Przyciskając do siebie poduszkę płakałam. Czułam, że już mu na mnie nie zależy. Oddałam mu się, a on traktuje mnie jak jakiegoś zbrodniarza. Siedziałam z podkulonymi nogami, kiedy usłyszałam ciche pukanie. Drzwi się uchyliły, a do sypialni wszedł Harry. Usiadł koło mnie i próbował przytulić. Odepchnęłam go, a on tylko na mnie spojrzał, przeniósł się na brzeg łóżka i schował twarz w dłoniach.
- Kochanie przepraszam – usłyszałam jego głos.
Spojrzałam na niego i ponownie opuściłam wzrok.
- Nie ufasz mi – powiedziałam spokojnie.
- Kotek, to nie tak, ja…
W tym momencie spojrzał na mnie, a w jego oczach pojawiły się łzy.
- Boję się, że ktoś mi cię zabierze – dokończył.
Spojrzałam na niego i mimowolnie się uśmiechnęłam. Bez słowa go przytuliłam i pocałowałam w policzek.
- Jesteś o mnie zazdrosny? – zapytałam nie mogąc w to uwierzyć.
Loczek złapał moje dłonie i musnął je wargami.
- Dziwisz się? Jesteś dla mnie najcenniejszym skarbem w życiu.
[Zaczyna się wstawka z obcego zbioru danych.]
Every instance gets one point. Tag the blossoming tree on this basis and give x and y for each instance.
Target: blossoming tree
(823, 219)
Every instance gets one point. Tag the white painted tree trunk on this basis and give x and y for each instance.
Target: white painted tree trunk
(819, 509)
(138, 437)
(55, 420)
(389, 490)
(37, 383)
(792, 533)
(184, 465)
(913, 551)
Nie ufam tym typkom, którzy się koło ciebie kręcą. Przepraszam, trochę spanikowałem.
Usiadłam mu na kolanach i czule pocałowałam.
- Kocham cię głuptasie, nikt ci mnie nie zabierze – oznajmiłam po czym ponownie go przytuliłam.
Chłopak pocałował mnie w szyję, a ja znów mogłam zaciągnąć się jego zapachem.
- Jestem tylko twoja. A teraz obiecaj mi, że już nigdy nie będziesz odstawiał takich akcji i najpierw spróbujemy porozmawiać, jasne? – zapytałam patrząc mu prosto w oczy.
- Słowo harcerza – powiedział kładąc jedną rękę na piersi, a drugą wznosząc do góry.
- Ale przecież ty nigdy nie byłeś harcerzem – mówiłam, a na mojej twarzy pojawił się wielki uśmiech.
- Dla ciebie mogę zostać kim tylko chcesz.
Harry to najwspanialszy chłopak na świecie, a chłopcy to świetni przyjaciele. Aktualnie pracuję jako fotograf, przeprowadziłam się do Londynu, gdzie oficjalnie mieszkam z wujkiem Markiem, chociaż to dom 1D jest miejscem gdzie głównie przebywam. Jestem szczęśliwa. Czego mogę chcieć więcej? Chyba tylko tyle, byśmy nadal obdarzali się tak wielką miłością.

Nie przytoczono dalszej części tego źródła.